Just because someone else was able to make 100% or even 200% returns in a relatively short amount of time doesn't mean you can achieve the same results. In fact, this does not mean that the same trader can repeat these results again. You must treat trading like a business and always have realistic expectations.

The financial markets are not the place for those looking for a get-rich-quick scheme. This is a place where you always need to think about risks.

If you expect to be a millionaire in 6 months with $5,000 starting capital, you will be disappointed. For some reason, many beginners believe that this is not only possible, but quite achievable, but in reality it is just their fantasy.

Know When to Stop Your Trading

Successful traders know that it is important not to trade at certain times.

Important events in your life. If you are going through some kind of event that changes your personal life, such as a wedding, the birth of a child on the road, or anything else that can cause additional stress, it would be a good idea to take a break from trading and return to the market only after your mind fully focused on trading.

News events. Certain types of economic news can cause unusually high volatility in the market. Examples include the day of the NFP report, the announcement of the Central Bank's rate, and speeches by senior government officials.

Bank and national holidays. When bank or national holidays come in a large country, liquidity begins to shrink. On this day, most of the big players are out of the market, so any price movements are usually short-lived.

Uncertain geopolitical events. When there is uncertainty about political elections or voting in an important referendum such as Brexit, it is best to stay out of the market.

Newton's third law

Newton's third law states that an action force is opposite in direction to a reaction force. An example is a fish swimming in water. Newton's third law states that the force applied to push the water backwards is equal and opposite to the force applied to push the fish forward.

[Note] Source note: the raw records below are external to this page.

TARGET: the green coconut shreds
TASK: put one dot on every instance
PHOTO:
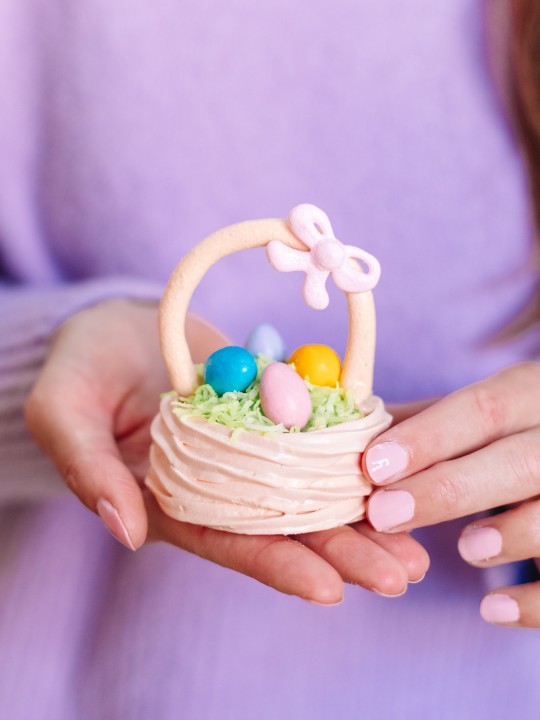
(242, 410)
(331, 406)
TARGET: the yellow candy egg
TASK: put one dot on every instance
(318, 363)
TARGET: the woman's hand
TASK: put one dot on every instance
(475, 450)
(91, 410)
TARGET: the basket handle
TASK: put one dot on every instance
(357, 371)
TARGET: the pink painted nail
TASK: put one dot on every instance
(389, 508)
(385, 460)
(479, 543)
(497, 608)
(113, 522)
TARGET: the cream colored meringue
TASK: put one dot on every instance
(253, 484)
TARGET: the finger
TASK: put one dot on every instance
(81, 444)
(283, 564)
(358, 559)
(513, 606)
(456, 425)
(403, 547)
(507, 537)
(403, 411)
(506, 472)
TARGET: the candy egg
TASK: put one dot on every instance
(284, 396)
(265, 340)
(318, 363)
(229, 369)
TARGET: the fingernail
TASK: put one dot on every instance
(399, 594)
(113, 522)
(389, 508)
(385, 460)
(479, 543)
(321, 604)
(497, 608)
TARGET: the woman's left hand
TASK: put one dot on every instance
(472, 451)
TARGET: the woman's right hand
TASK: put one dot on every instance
(91, 410)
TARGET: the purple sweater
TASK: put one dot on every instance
(128, 131)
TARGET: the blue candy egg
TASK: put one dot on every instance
(230, 369)
(265, 340)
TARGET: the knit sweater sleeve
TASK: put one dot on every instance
(28, 320)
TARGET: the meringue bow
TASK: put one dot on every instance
(326, 256)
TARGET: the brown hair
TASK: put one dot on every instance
(525, 55)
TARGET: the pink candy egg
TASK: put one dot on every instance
(284, 396)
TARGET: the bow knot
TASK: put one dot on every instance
(325, 255)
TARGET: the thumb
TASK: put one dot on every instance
(81, 444)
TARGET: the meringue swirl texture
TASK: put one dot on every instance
(245, 482)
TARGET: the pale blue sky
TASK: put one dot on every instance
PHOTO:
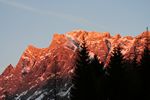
(24, 22)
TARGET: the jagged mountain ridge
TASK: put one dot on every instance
(36, 66)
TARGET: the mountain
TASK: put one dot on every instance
(46, 72)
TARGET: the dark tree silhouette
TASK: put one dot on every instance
(145, 68)
(116, 72)
(79, 79)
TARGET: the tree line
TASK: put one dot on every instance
(121, 79)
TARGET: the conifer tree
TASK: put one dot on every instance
(79, 79)
(115, 71)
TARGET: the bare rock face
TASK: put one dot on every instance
(39, 69)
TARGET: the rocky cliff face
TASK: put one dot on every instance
(39, 70)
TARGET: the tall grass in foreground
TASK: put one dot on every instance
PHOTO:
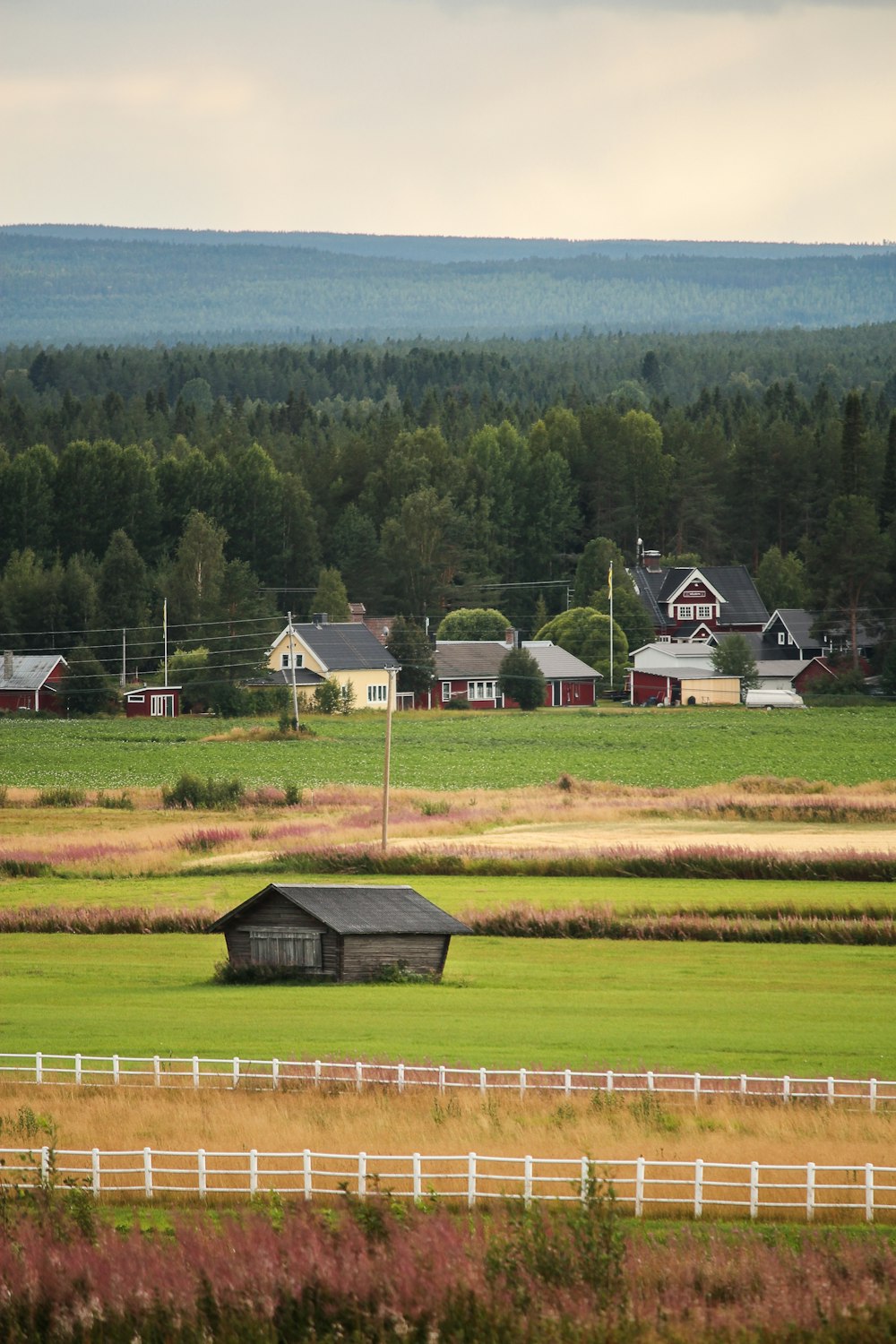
(381, 1120)
(370, 1271)
(622, 862)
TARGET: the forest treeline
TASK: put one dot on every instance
(430, 475)
(67, 287)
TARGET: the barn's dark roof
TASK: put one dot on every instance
(349, 910)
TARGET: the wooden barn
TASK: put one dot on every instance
(338, 932)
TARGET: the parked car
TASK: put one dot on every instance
(774, 699)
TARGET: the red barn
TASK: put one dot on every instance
(153, 702)
(31, 682)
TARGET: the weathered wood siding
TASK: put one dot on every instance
(366, 954)
(276, 911)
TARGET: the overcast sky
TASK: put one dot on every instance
(590, 118)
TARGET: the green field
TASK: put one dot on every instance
(702, 1007)
(458, 894)
(656, 749)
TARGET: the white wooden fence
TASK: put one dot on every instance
(271, 1074)
(641, 1185)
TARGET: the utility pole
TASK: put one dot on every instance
(292, 663)
(389, 753)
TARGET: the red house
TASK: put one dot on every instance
(31, 682)
(153, 702)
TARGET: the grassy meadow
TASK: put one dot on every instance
(504, 1002)
(646, 747)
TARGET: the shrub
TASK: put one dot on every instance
(61, 796)
(193, 792)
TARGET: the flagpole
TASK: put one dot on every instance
(610, 594)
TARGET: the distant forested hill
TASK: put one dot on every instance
(61, 284)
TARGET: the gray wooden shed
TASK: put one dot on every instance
(341, 933)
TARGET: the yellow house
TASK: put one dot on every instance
(341, 650)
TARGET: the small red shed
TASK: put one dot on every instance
(153, 702)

Although Newton developed these laws to study physics, they also apply to other areas of life. For example, to the relation between positive and negative emotions.

As traders, we know how destructive strong emotions can be. The real danger lies in the profitable trades and high spirits. Just as over-confidence can easily lead to losses, over-celebrating a victory can create an imbalance that will eventually provoke an equal and opposite emotional response. The more you enjoy your profits, the more you will be disappointed in yourself after a series of losses.

Find your balance


Although positive or negative emotions can prevent you from seeing the market in a neutral way, this does not mean that you should get rid of all emotions.

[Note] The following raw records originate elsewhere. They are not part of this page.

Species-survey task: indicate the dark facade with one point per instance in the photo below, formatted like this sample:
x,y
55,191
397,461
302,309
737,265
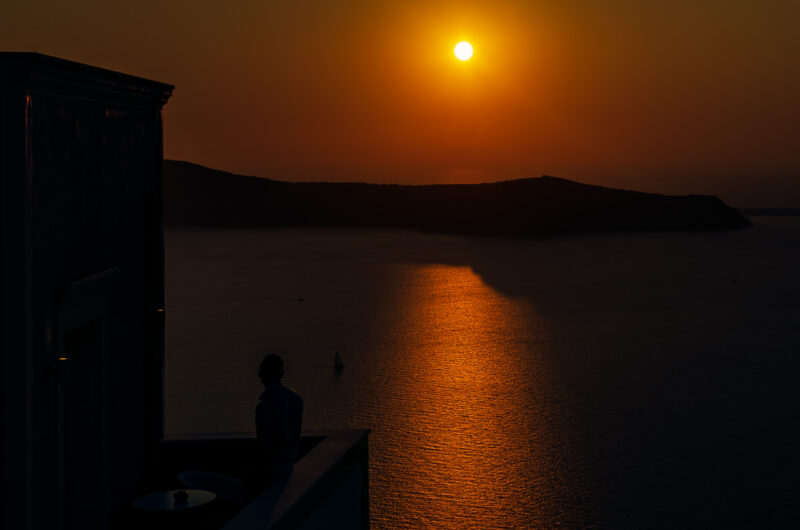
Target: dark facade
x,y
82,289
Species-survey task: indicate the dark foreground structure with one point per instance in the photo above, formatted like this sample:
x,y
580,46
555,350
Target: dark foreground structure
x,y
83,317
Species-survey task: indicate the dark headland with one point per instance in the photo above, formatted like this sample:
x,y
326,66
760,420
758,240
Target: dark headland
x,y
198,196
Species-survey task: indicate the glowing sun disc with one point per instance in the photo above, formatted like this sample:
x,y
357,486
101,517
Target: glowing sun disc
x,y
463,51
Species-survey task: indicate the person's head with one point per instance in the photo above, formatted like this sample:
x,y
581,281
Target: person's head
x,y
271,369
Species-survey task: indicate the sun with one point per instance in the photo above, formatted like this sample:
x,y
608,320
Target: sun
x,y
463,51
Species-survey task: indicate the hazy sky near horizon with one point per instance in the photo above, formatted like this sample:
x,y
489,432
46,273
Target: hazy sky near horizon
x,y
680,96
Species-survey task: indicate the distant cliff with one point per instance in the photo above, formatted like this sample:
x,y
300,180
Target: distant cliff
x,y
198,196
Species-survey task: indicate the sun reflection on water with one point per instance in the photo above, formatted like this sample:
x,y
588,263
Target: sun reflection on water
x,y
455,403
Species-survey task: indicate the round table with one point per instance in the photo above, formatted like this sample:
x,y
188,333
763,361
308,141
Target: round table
x,y
174,500
164,510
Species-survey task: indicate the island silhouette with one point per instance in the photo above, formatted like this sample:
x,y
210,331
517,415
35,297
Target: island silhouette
x,y
199,196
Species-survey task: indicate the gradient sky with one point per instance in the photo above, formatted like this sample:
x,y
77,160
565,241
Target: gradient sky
x,y
671,96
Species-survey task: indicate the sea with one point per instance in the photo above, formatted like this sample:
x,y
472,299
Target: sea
x,y
626,380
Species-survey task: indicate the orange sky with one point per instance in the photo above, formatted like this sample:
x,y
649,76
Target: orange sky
x,y
668,96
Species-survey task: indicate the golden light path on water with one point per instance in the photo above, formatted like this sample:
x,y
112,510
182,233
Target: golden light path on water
x,y
458,422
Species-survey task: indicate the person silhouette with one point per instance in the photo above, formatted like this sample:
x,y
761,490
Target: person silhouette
x,y
279,420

In other words, don't try to suppress every emotion that springs up inside you. Attempts to do this can do more harm than good, because sooner or later repressed emotions will break out.

For comparison, take the wings of an airplane. They are not exactly rigid, because if they were, they would break at the first sign of turbulence. Instead, they flex to some extent, and this makes them stronger and more stable. The same goes for bridges and tall buildings. The tallest buildings in the world sway from side to side on a windy day. This is no coincidence. This helps buildings not tip over during heavy storms.

So instead of trying to contain all emotions while trading, give them some freedom. Just be sure to find and maintain the right balance.

Let's say you wait for the perfect trade setup. The price immediately went in your direction, and you are already celebrating the victory. However, the next day you open a trading terminal and find to your horror that the market has gone against your position and you are now in a deep drawdown. Are you familiar with this situation? Surely a positive emotional state after a visible profit will cause you to have an equal negative reaction to a losing position.

Try to always control your positive emotions. This will help you stay neutral and disciplined.

Remember that to be successful in trading, you don't need to prevent negative thoughts and feelings, but control them. And like everything else in trading, it's not about finding the best emotional balance, it's about finding the emotional balance that works best for you.